Under spinal anaesthesia, surgical repair of the right DPA aneurysm was undertaken. After proximal and distal control of the DPA, the mass was completely mobilised (Figure 2A) and the ipsilateral thigh GSV was harvested. Following systemic heparinisation and clamping of the DPA, the aneurysm was excised. The vessel was reconstructed using a reversed GSV graft (Figure 2B), with anastomoses using 7/0 polypropylene interrupted sutures.

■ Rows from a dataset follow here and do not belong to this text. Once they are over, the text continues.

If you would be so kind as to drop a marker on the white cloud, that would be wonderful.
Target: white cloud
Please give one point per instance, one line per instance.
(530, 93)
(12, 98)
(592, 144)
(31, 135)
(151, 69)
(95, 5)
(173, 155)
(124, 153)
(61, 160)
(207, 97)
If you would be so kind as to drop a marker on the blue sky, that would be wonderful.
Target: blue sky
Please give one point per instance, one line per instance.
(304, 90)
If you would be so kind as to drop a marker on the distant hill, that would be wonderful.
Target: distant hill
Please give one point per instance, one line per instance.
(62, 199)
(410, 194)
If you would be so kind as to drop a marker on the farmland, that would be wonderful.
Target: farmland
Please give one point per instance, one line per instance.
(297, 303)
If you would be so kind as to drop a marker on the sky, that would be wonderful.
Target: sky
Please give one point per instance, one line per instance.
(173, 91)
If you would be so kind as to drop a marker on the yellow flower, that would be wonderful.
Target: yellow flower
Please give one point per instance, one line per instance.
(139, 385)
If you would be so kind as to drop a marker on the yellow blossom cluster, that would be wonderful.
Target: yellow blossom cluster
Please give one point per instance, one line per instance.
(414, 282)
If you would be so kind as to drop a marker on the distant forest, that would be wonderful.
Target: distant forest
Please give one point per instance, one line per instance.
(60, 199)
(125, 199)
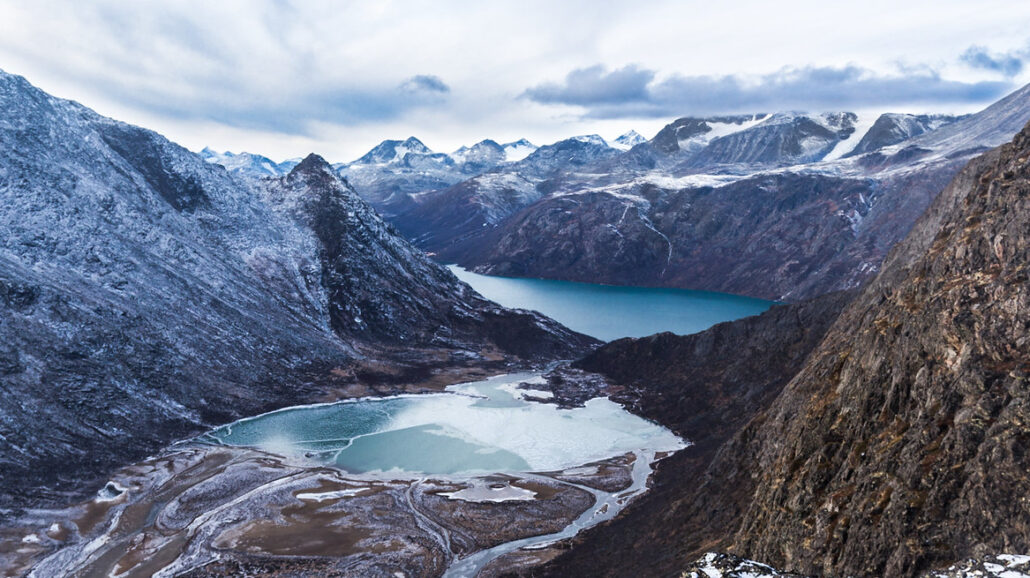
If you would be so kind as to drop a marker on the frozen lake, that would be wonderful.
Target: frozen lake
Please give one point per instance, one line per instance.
(484, 427)
(611, 311)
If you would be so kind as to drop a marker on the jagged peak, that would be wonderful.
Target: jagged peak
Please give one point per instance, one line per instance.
(313, 164)
(415, 145)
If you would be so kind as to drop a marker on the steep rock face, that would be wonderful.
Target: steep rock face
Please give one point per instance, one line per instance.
(146, 294)
(646, 217)
(382, 291)
(704, 386)
(901, 444)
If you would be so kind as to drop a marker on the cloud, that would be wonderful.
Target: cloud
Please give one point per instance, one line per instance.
(634, 92)
(425, 82)
(1009, 64)
(595, 86)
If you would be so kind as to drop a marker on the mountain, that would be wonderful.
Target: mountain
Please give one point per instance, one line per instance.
(389, 174)
(897, 448)
(146, 295)
(780, 139)
(438, 219)
(248, 164)
(480, 157)
(516, 150)
(627, 140)
(892, 129)
(716, 204)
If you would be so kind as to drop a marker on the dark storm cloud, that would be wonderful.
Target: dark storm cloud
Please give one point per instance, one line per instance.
(633, 92)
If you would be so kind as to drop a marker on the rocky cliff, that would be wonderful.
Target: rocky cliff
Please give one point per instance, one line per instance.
(900, 445)
(704, 386)
(781, 206)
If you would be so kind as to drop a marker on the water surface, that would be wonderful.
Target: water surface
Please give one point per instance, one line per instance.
(612, 311)
(484, 427)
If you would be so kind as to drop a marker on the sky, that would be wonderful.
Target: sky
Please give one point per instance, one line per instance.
(284, 77)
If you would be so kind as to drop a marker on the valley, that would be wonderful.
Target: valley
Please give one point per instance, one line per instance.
(764, 341)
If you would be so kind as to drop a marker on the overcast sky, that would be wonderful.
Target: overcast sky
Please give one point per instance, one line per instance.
(285, 77)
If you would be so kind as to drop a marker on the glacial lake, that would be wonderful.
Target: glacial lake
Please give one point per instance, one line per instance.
(611, 311)
(476, 428)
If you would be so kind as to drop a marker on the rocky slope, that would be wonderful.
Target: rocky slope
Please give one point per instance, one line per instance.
(146, 294)
(732, 212)
(705, 387)
(892, 129)
(248, 164)
(899, 446)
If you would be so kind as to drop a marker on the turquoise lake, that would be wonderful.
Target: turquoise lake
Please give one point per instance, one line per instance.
(610, 311)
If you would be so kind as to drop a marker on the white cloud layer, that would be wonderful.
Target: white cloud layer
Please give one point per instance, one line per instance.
(285, 77)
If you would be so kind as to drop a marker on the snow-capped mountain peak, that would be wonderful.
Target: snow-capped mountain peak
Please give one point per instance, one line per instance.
(591, 139)
(518, 149)
(393, 151)
(627, 140)
(247, 163)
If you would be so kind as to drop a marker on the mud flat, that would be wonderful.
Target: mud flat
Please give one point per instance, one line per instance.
(203, 509)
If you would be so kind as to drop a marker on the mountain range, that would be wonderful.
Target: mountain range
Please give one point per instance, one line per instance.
(782, 206)
(879, 432)
(148, 295)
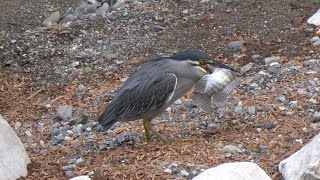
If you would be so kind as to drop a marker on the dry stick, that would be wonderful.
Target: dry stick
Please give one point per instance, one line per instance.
(34, 94)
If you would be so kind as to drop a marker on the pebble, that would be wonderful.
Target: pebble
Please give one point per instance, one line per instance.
(52, 19)
(158, 28)
(316, 117)
(219, 145)
(68, 167)
(167, 171)
(69, 174)
(236, 45)
(252, 110)
(227, 155)
(268, 125)
(271, 59)
(64, 112)
(81, 162)
(184, 173)
(178, 102)
(8, 62)
(212, 126)
(246, 68)
(230, 148)
(17, 125)
(238, 110)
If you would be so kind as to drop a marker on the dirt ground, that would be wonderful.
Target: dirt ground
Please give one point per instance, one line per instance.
(39, 80)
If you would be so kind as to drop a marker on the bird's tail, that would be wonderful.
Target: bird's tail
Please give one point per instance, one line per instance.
(107, 120)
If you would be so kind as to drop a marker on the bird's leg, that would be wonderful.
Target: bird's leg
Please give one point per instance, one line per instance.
(146, 130)
(148, 125)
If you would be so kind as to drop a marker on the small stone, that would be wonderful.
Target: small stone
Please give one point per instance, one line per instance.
(8, 62)
(238, 110)
(168, 171)
(236, 45)
(252, 110)
(64, 112)
(103, 10)
(69, 167)
(212, 126)
(219, 145)
(81, 162)
(262, 148)
(69, 173)
(54, 18)
(230, 148)
(258, 130)
(289, 113)
(246, 68)
(227, 155)
(313, 101)
(184, 173)
(271, 59)
(158, 28)
(316, 117)
(17, 125)
(178, 102)
(75, 64)
(268, 125)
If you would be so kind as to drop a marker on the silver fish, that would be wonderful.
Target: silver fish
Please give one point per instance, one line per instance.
(214, 89)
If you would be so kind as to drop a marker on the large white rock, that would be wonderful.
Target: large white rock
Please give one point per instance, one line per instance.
(13, 157)
(304, 164)
(315, 19)
(234, 171)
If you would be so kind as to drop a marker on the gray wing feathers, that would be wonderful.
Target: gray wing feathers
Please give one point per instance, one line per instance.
(141, 96)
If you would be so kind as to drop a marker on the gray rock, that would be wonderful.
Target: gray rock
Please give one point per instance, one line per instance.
(7, 62)
(230, 148)
(13, 157)
(178, 102)
(252, 110)
(212, 126)
(86, 7)
(54, 18)
(115, 4)
(236, 45)
(316, 117)
(271, 59)
(69, 173)
(184, 173)
(315, 41)
(238, 110)
(167, 171)
(103, 10)
(82, 177)
(81, 162)
(158, 28)
(304, 164)
(268, 125)
(246, 68)
(234, 171)
(64, 112)
(69, 167)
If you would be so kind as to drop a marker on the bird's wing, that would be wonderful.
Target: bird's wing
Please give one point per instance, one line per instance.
(149, 95)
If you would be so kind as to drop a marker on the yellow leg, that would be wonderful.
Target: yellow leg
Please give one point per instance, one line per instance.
(147, 124)
(146, 131)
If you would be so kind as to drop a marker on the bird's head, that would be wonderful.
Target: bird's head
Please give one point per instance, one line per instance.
(201, 60)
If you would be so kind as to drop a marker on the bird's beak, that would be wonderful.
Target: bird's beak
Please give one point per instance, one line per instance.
(219, 64)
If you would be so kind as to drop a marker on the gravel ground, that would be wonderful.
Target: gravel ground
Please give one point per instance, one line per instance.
(271, 115)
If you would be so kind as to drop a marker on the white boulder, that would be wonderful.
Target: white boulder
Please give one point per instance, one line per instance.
(304, 164)
(315, 19)
(234, 171)
(13, 157)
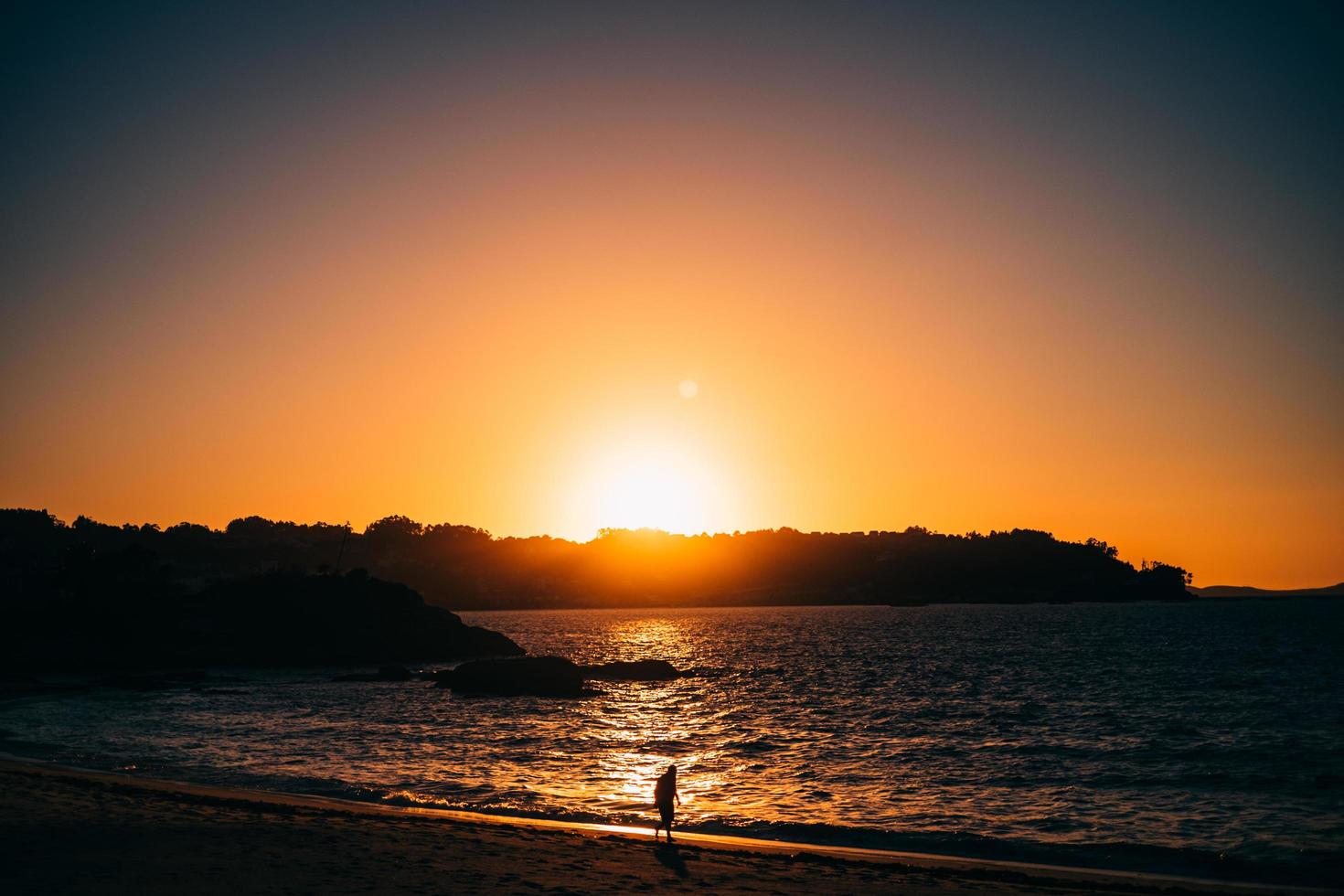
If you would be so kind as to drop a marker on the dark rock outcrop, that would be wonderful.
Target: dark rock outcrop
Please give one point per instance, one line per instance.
(634, 670)
(532, 676)
(272, 620)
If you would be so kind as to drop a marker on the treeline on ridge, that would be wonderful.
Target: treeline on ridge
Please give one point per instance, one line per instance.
(464, 567)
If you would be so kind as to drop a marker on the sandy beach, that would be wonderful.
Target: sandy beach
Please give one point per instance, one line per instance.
(82, 832)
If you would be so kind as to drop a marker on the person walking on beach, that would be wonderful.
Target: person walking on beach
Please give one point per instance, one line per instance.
(663, 795)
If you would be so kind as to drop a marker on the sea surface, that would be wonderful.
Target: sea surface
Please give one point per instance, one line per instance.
(1198, 738)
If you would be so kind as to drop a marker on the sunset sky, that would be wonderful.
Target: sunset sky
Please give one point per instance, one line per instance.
(707, 268)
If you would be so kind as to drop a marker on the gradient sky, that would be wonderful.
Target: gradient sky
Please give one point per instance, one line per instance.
(972, 266)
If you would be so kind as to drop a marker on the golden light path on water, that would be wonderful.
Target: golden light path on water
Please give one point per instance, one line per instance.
(989, 731)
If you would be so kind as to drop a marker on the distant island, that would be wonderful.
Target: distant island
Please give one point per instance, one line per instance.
(460, 567)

Bacteriological culture of aneurysm tissue samples was negative. The patient’s postoperative recovery was uneventful apart from a minor superficial wound breakdown. Six months after surgery he remains well with a patent graft.

 

Discussion

True DPA aneurysms are rare, with the first case documented by Archibald Cuff in 1907.⁶ The majority of reported DPA aneurysms are false aneurysms related to trauma.^2-4 True aneurysms, which are much rarer, have been associated with atherosclerosis, hypertension, smoking and minor repetitive trauma.^2,3,7,8

The majority of DPA aneurysms present as a progressively enlarging pulsatile mass.² Pain can result from pressure on the adjacent nerves.⁸ Functional impairment from the mass on the dorsal foot often prompts medical attention and subsequent intervention.⁹ This was also the case in our patient. Rarely, patients with these lesions can present with ischaemic complications due to thrombosis or embolism.⁵ Rupture is extremely uncommon.¹⁰

The diagnosis of DPA aneurysms involves clinical examination, supplemented by imaging studies. Duplex ultrasound is the preferred initial imaging modality. Angiography, whether non-invasive or invasive, offers additional details such as the presence of synchronous aneurysms and the adequacy of collateral circulation.^1,4,10

Intervention is generally recommended for true DPA aneurysms. Due to the rare nature of these lesions, no size cut-off for intervention has been established but conservative management with follow-up may be an option for asymptomatic small aneurysms.^3,8 Proponents of intervention, regardless of size or absence of symptoms, argue that early intervention can prevent future complications.¹ Surgical resection of the aneurysm, with or without vascular reconstruction, can be performed with minimal morbidity. Ligation of the DPA without restoring vascular continuity should only be done after confirming adequate collateral circulation. Preoperative digital subtraction angiography to verify the patency of the foot arch, intraoperative Doppler assessment of the digital arteries after clamping the DPA and good back bleeding from the distal end of the DPA are indicators of good collaterals.^2,4,8,10 Comparing the distal DPA stump pressure with radial artery pressure is another method used by Kato and colleagues to confirm sufficient foot perfusion after DPA ligation.¹¹ For patients with risk factors for occlusive arterial disease such as diabetes and smoking and in children, where a ligated foot artery could affect growth, reconstruction is preferred.^8,10 Options for reconstruction include end-to-end repair, vein patch repair or interposition grafting.⁸ Anastomosis with interrupted sutures may reduce the risk of luminal compromise in small vessels

 

Conclusion

True aneurysms of the DPA are rare and primarily dealt with by open surgery. Excision of the aneurysm and reconstruction of the artery is the preferred technique. Ligation of the DPA can be performed in selected patients who have robust evidence of adequate collateral circulation.